World Pianist Day – Q&A with Royal Ballet School pianists Liz, Tracey and Akiko
Today we are celebrating World Pianist Day – a day to recognise the value pianists bring to our art form and to shine the spotlight on their mastery of playing the piano. At The Royal Ballet School, students are lucky enough to benefit from live music in every ballet class, helping add tempo, dynamism, and soul.
Alongside our team of 11 pianists across White Lodge and Upper School, you’ll find Liz, Tracey, and Akiko accompanying our ballet classes with their melodic repertoire and dynamic energy. To celebrate the occasion, we spoke with them about their backgrounds and what it is like to create and play music at the heart of ballet classes and rehearsals.
Can you tell me about your background and why you started playing the piano?
Tracey: I’ve got a fairly musical family. I’ve got two uncles who are professional musicians, so I started the piano when I was five years old and the violin. Music was always there. I played in orchestras as well as a child, so music was always something I knew I wanted to have as a career. I didn’t know anything about ballet and didn’t do ballet, so that wasn’t on my radar at all at that point.
Liz: I had very musical parents, a musical background, and I grew up with music in the family. I started playing the piano; I think I was technically four and a half when my godmother taught me my first lesson. I did nothing dance-related at all in my whole life until I met a ballet teacher who needed someone to step in on a Saturday morning for some classes. She put me forward, and I did a few on the back of that, and that was the first time I even knew anything about dance or ballet.
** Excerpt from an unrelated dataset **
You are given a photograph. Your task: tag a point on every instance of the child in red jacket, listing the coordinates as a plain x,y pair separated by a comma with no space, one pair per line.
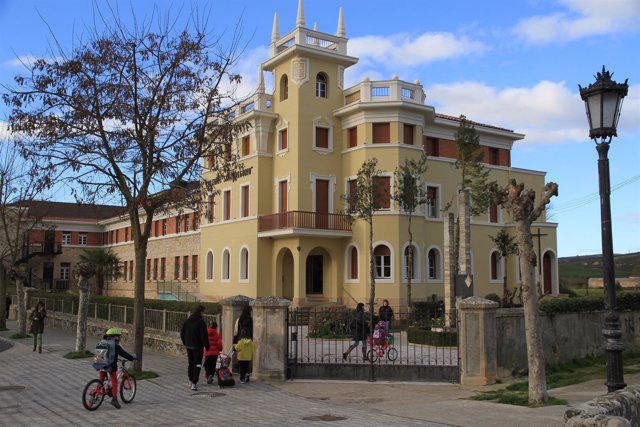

Akiko: I started piano because my mum took me to music class. I’m not from a musical family; I’m the only musician, and my mum was horrible at singing, so she didn’t want me to become like her. I started piano, and then I was forced to practice every day. And it happened to be that I was quite gifted with musicianship.
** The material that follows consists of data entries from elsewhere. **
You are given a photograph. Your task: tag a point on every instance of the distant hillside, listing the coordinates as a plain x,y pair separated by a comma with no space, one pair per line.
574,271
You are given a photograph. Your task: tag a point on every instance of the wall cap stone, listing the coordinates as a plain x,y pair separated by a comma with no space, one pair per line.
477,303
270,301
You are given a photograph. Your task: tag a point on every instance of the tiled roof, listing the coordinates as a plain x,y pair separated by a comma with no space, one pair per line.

Do you have a highlight from your career as a pianist?
Tracey: I was very lucky and got to play a Steinway full-size concert grand piano on the stage of the Royal Opera House a couple of years ago with the School in our Summer Performance. I also did that on a School tour of Japan in 2000, and again, there was a piano on the stage with the dancers. I’ve been on tour three times with the School, which has been really lovely, meeting the Queen, meeting Prince Charles, as he was then, and lots of lovely people that I’ve worked with.
Liz: My highlight would be playing Les Sylphides at Opera Holland Park in 2017. When we were doing the rehearsals with Dame Monica Mason, she approached me and asked if I would like to play it live. I had to go away and give it quite a lot of thought because it was quite daunting, and then decided if I didn’t do it, then I’d probably regret it. I’m glad I did it as well because it was terrifying, but if it hadn’t been for Monica’s calmness and confidence in my ability to do it, I probably wouldn’t have done it.
Akiko: Throughout my career as a ballet pianist, I realised that people don’t know about our jobs. So, my husband, who is also a ballet pianist, Chris Hobson, Matt Gregory, and ballet teacher, David Yow decided to do a podcast. It’s called the Ballet Piano podcast, and we started to broadcast what we do, the problems we have, and how to communicate with the dancers. We thought it was such a narrow thing, and not so many people would listen, but we got messages from all over the world. It was quite nice to hear from other musicians and other dancers what they felt and the feedback we got; we felt like we were not alone.
What’s your favourite aspect of your job?
Tracey: What I really love is rehearsals. I love it when we’re in the studio getting ready for School performances, we’ve got special choreographers in, and we’re working through new pieces.
Liz: I think for me, my favourite aspect is the access we have to such wonderful pianos. Nowhere else could I sit and play what used to be Steinway’s, and now it’s the Yamaha grands. We are so lucky here to have these pianos and that I get to come in and play beautiful pianos every day.
Akiko: I actually like class more than rehearsals. I can create things, and I can make them move with what I do. I enjoy the collaboration and the creativity.
What does a normal day look like for you?
Liz: We have a morning ballet class to play for, sometimes two, and then we’ll have pas de deux classes, solos classes, character classes, and repertoire classes. Most days, I think, on average, we’d be looking at playing maybe three classes a day. In between, we prepare our music, or practice.
Tracey: We’ve all got very much our own distinct style and our music. I think ballet pianists, in general, are quite protective of their music and style. But also, you can’t just play anything. Because a ballet class has to be in eight-bar phrases, you have to structure the music. If you find a bit of classical music, we very often have to adapt it so that it would fit into the class. You couldn’t just sit down and play anything.
Liz: Also, the teachers dictate to a certain extent what we can play by the nature of the exercise and how they mark it out. We have a certain amount of freedom within that structure, and each teacher has their preferences.
Do you remember what it was like starting as a ballet pianist?
Akiko: It was hard. I remember being so sleepy and hungry after one ballet class for the first few months when I started because you were concentrating so much.
Tracey: I used to have some loose sheets of music. You sort of learn, right, put a folder together and put all your pliés in that section.
What is the benefit of students having live music in class, and how does it prepare them for their careers?
The fact is that with live music, we play things differently every single time. Even just on my own, if I was playing a solo, I might play that slightly different every time. Then you counteract with Tracey or Akiko, who will play it slightly differently. That’s what the students need to get used to because an orchestra is a live entity, and that will change. They’re always told, ‘the conductor’s not going to wait for you.’ You’ve got to get used to going with the speed that the orchestra’s playing. When they listen to recorded music all the time, it’s muscle memory, and they only ever hear it at that same speed, with exactly the same nuances, and they end up not listening to the music.
What might some people not know about being a pianist?
People think that our fingers get tired, but they don’t. The students will often say, ‘Are your fingers tired?’ and you say, actually, no, my fingers are fine, but my brain’s gone!